Dans cette approche expérimentale du film institutionnel, je souhaitais imbriquer plusieurs éléments d’un reportage documentaire à l’intérieur d’un récit post apocalyptique. Le client, la société Colas, m’avait laissé le « champ libre » : l’important était de recenser les travaux les plus notables de l’année. Le document était à usage interne : la projection se ferait devant tous les cadres des différentes entités « Colas » de l’Océan Indien et il était convenu d’encourager une certaine fantaisie artistique.
La société Colas, leader mondial de la construction des routes, était présente en République de Djibouti depuis l’accession de l’indépendance de cette dernière. « La Colasse », c’était quasiment une institution : elle employait plusieurs centaines de Djiboutiens, formaient des dizaines de nouveaux ouvriers et cadres chaque année. Il n’existait pas une famille djiboutienne, au sens très élargie, qui n’avait « quelqu’un » à la « Colaxe »… L’arrivée sur le marché de la construction des premières entreprises « étrangères » a sonné, peu à peu, le glas de l’entreprise Colas en Afrique Orientale.
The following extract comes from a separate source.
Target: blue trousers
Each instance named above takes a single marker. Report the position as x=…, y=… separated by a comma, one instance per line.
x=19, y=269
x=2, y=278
On ne s’étendra pas sur les pratiques « abusives » qui ont miné les bases d’une concurrence saine et objective : lorsque se cofinance le travail à perte de certaines entreprises privées à des fins de dumping, il s’instaure un climat abject où le grand perdant demeure le client…
C’est la fin d’un règne « humain » racontée de manière loufoque certes, l’artifice métaphorique, dans le contexte de « la Colas » de l’époque, a été cependant perçue et bien compris lors de la projection avec beaucoup de « grincements de dents ». On ne souhaitait pas voir l’inéluctable, on voulait encore y croire…
La société Colas Djibouti, affaiblie par les effets retors d’une concurrence déloyale, s’est finalement « déroutée », dans un moment de grande lassitude économique, du chemin très rectiligne qu’elle avait jusqu’ici contribué à préserver.